While changes in riverine discharge had a clear impact on the OM pools in the NRE, seasonal changes in temperature were identified as less important drivers, indicating that the dominant climatic drivers in this temperate river-dominated estuary were linked with changes in riverine discharge. Therefore, we expect climate-driven changes in OM cycling in the NRE and other temperate estuaries in the future will likely be a result of changing precipitation patterns as compared to increasing temperature. Indeed, long-term changes in precipitation patterns and amounts, which have been documented for this region (Paerl et al. 2020) have been highlighted as an important control on OM cycling in estuaries in the future by changing the delivery of nutrients leading to changes in primary production in addition to changes in the delivery of allochthonous C (Canuel et al. 2012 and references therein). However, what has yet to be shown is how changes in precipitation as well as evapotranspiration, due to increasing temperatures in the future, will not only influence riverine discharge but OM cycling as well, especially in temperate estuaries like the NRE (Qi et al. 2009).
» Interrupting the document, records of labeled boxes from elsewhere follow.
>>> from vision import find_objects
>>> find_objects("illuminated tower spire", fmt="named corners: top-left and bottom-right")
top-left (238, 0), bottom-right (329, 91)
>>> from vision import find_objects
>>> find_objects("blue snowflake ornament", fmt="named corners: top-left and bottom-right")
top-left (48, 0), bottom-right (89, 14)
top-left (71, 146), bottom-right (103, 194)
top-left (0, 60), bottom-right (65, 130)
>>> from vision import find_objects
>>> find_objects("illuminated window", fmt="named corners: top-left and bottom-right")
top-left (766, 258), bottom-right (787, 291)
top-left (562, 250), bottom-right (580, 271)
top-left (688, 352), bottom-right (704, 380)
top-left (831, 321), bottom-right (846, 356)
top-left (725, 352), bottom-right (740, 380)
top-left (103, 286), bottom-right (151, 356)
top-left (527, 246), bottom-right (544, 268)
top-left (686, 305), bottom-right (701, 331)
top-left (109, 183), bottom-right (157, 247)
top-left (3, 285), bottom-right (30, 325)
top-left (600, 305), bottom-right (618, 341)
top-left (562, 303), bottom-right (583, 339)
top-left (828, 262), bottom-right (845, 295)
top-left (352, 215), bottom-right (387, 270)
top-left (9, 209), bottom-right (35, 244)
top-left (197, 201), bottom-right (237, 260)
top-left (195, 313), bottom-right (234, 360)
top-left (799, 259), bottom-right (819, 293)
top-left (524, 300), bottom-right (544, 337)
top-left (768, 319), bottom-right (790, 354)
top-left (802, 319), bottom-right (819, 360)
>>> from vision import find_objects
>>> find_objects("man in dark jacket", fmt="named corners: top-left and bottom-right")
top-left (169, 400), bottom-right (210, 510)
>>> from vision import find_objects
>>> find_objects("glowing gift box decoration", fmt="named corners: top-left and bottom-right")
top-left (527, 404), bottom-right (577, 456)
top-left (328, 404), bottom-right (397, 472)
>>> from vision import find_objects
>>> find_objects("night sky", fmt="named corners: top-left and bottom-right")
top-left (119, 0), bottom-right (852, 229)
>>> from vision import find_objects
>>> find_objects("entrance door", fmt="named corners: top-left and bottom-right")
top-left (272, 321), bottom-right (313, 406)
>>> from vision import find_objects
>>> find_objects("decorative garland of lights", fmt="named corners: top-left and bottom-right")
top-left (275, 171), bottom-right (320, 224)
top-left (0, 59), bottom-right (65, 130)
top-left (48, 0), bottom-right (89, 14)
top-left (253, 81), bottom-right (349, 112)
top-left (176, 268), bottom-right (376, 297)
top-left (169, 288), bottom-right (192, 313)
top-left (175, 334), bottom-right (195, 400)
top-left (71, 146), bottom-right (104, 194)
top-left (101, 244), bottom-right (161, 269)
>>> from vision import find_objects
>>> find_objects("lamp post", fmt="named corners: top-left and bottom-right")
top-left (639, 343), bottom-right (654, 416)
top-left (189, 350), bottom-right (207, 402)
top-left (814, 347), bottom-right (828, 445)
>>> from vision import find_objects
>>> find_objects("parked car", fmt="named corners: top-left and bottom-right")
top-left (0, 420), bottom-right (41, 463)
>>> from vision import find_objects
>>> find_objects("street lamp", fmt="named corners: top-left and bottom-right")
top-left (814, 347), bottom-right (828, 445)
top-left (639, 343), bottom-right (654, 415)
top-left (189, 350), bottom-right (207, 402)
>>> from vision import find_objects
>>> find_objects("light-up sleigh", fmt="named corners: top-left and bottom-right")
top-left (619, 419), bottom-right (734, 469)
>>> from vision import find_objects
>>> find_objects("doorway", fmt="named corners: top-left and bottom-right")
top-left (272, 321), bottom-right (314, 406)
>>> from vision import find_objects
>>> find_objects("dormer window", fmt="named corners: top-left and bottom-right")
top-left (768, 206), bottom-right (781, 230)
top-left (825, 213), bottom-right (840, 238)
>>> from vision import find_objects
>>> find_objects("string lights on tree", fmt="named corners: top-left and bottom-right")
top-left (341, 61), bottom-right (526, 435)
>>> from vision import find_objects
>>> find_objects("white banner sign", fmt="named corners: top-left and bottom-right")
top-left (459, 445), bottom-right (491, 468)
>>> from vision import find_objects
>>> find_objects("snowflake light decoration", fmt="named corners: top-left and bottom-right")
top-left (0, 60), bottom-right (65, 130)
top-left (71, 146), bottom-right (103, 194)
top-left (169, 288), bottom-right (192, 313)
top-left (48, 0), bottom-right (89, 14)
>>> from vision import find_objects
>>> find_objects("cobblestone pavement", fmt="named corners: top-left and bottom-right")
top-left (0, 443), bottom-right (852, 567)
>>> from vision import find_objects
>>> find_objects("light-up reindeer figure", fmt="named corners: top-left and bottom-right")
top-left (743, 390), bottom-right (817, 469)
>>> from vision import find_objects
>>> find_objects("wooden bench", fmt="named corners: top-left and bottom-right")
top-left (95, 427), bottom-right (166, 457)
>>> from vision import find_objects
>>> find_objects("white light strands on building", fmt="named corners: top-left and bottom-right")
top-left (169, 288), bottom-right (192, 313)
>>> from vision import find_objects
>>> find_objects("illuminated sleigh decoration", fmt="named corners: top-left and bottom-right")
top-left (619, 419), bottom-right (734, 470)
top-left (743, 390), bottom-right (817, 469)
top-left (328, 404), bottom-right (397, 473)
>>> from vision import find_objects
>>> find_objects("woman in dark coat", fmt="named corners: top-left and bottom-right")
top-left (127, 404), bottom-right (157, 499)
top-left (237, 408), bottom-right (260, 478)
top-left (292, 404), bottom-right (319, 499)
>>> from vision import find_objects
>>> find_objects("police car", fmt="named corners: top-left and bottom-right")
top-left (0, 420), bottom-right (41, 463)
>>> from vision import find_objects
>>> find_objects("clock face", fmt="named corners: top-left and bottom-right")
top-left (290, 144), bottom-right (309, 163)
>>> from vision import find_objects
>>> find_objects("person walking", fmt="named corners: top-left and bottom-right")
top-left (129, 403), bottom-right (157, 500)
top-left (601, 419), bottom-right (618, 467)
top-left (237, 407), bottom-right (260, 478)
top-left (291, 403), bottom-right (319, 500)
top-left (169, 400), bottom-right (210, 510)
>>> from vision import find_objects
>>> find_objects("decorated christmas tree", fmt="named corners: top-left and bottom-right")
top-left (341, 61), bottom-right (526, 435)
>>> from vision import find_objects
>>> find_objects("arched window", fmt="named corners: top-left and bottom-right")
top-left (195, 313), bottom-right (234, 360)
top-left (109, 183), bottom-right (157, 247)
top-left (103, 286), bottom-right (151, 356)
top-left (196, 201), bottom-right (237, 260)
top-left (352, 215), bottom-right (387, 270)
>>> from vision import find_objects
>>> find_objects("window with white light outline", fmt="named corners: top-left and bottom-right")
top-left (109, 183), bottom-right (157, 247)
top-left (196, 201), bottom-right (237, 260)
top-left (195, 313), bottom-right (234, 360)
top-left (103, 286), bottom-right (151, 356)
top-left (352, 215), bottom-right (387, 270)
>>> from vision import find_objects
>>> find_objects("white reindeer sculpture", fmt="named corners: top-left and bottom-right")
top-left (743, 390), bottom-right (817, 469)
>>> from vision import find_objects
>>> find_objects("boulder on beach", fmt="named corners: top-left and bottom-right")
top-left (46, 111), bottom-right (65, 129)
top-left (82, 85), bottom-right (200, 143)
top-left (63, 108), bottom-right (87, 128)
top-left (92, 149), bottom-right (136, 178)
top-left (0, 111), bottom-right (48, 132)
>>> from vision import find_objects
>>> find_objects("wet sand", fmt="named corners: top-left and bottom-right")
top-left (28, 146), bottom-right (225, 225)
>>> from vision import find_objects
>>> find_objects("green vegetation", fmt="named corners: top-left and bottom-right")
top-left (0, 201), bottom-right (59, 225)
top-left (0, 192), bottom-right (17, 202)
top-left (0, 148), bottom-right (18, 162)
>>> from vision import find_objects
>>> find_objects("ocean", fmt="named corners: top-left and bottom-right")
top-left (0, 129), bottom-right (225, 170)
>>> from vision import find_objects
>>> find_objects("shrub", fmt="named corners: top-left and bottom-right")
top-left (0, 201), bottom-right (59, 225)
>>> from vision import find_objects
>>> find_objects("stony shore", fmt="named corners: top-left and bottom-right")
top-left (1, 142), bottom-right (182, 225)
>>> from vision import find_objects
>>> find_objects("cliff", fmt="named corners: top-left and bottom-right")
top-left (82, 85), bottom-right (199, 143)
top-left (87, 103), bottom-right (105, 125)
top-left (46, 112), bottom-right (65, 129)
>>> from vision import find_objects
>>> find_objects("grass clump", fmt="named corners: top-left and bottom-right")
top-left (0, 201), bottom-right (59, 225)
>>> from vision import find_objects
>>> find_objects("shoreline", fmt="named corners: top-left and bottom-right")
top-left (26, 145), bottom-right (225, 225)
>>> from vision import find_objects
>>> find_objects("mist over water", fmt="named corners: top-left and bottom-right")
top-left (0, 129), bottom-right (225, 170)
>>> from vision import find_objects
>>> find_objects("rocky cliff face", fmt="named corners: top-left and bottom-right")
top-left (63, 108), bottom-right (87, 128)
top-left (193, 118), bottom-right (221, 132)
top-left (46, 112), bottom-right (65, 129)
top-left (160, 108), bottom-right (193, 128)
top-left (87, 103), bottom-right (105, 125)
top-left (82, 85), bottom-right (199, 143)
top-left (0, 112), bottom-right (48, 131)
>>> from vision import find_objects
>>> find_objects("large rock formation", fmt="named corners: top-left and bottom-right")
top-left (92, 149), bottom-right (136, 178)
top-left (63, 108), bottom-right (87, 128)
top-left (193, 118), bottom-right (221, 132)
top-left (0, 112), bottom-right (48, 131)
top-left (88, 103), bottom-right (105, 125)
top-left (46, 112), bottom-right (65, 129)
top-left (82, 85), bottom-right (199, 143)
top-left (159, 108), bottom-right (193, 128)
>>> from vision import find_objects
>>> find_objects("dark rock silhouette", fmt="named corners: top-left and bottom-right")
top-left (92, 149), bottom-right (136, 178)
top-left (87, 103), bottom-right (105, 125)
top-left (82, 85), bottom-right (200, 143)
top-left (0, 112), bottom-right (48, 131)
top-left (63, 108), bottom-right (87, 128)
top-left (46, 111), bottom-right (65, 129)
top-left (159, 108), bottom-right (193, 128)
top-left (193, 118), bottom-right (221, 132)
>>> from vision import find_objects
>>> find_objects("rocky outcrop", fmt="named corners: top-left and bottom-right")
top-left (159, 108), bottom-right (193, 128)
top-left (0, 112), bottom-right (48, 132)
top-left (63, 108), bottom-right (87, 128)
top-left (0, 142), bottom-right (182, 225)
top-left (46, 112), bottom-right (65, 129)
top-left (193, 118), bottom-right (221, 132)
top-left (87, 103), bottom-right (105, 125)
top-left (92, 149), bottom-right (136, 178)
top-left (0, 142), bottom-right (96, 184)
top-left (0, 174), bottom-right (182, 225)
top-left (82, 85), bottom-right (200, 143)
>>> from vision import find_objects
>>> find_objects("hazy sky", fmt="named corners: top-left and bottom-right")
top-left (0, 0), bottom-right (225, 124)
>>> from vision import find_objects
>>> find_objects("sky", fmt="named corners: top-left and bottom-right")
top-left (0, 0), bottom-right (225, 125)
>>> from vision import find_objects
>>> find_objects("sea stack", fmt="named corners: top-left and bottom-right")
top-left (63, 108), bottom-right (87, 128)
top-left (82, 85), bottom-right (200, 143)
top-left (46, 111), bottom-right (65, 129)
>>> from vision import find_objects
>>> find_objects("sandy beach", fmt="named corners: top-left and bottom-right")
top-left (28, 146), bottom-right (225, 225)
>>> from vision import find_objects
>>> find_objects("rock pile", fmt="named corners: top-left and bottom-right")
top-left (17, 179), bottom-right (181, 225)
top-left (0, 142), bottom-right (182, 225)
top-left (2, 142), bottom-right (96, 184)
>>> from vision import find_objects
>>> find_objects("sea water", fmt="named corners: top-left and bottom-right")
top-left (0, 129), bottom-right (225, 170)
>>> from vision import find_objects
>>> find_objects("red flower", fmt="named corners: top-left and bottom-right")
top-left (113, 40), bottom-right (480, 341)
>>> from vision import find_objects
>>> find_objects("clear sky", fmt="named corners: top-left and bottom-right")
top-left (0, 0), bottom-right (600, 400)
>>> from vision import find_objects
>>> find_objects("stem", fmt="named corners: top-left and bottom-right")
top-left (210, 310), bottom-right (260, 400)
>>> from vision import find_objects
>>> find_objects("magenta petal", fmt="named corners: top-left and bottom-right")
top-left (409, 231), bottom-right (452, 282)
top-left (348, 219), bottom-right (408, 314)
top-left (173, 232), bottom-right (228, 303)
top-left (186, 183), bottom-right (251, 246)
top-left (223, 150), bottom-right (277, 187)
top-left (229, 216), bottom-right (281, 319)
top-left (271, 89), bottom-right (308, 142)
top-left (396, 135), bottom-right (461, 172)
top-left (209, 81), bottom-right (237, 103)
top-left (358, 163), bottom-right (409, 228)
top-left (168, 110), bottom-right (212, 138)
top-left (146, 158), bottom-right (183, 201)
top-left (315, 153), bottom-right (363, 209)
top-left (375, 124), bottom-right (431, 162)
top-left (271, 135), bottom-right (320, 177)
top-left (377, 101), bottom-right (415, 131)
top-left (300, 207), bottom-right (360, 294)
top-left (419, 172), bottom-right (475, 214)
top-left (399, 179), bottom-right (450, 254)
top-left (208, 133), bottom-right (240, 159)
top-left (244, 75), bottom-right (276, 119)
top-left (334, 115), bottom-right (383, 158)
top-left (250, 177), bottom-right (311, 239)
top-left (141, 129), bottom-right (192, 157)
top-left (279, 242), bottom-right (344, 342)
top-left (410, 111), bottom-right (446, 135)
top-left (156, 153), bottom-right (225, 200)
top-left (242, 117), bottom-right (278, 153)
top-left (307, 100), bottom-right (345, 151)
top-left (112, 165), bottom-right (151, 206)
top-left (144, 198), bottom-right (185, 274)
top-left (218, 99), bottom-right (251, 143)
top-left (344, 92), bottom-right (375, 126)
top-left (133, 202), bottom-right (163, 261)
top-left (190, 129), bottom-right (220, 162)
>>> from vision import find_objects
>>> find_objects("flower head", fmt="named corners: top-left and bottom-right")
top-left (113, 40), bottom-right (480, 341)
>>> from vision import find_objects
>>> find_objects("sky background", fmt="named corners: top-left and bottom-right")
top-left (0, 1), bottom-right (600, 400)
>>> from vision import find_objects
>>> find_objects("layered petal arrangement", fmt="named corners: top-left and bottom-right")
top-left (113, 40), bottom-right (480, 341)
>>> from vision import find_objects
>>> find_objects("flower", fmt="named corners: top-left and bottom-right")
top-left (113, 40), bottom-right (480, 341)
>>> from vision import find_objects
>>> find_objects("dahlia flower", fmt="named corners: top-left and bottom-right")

Overall, using fluorescence, absorbance, and concentration based metrics to assess both the DOM and POM pools simultaneously in the NRE over an annual timescale revealed that, spatially and temporally, the DOM pool is largely composed of humic-like, terrestrial material delivered from riverine discharge throughout the study period. In contrast, the main source of POM in the NRE was autochthonous planktonic production, as indicated by Chl a, with some influence from terrestrial-sources associated with riverine discharge, especially in the upper and mid-estuary. Thus, while DOM is predominantly terrigenous throughout the estuary, the origin of POM in the NRE is spatially explicit, with the upper estuary largely consisting of humic-like, terrestrial material delivered by riverine inflow and the lower estuary being dominated by phytoplankton-mediated primary production. Temporally, results for both OM pools demonstrate the importance of elevated riverine discharge in controlling the quantity and quality of both DOM and POM throughout the estuary, with similar impacts on estuarine OM sources and cycling as following extreme discharge events. This has important implications for our understanding of how OM cycling in estuaries will change in a stormier, high rainfall and riverine discharge future.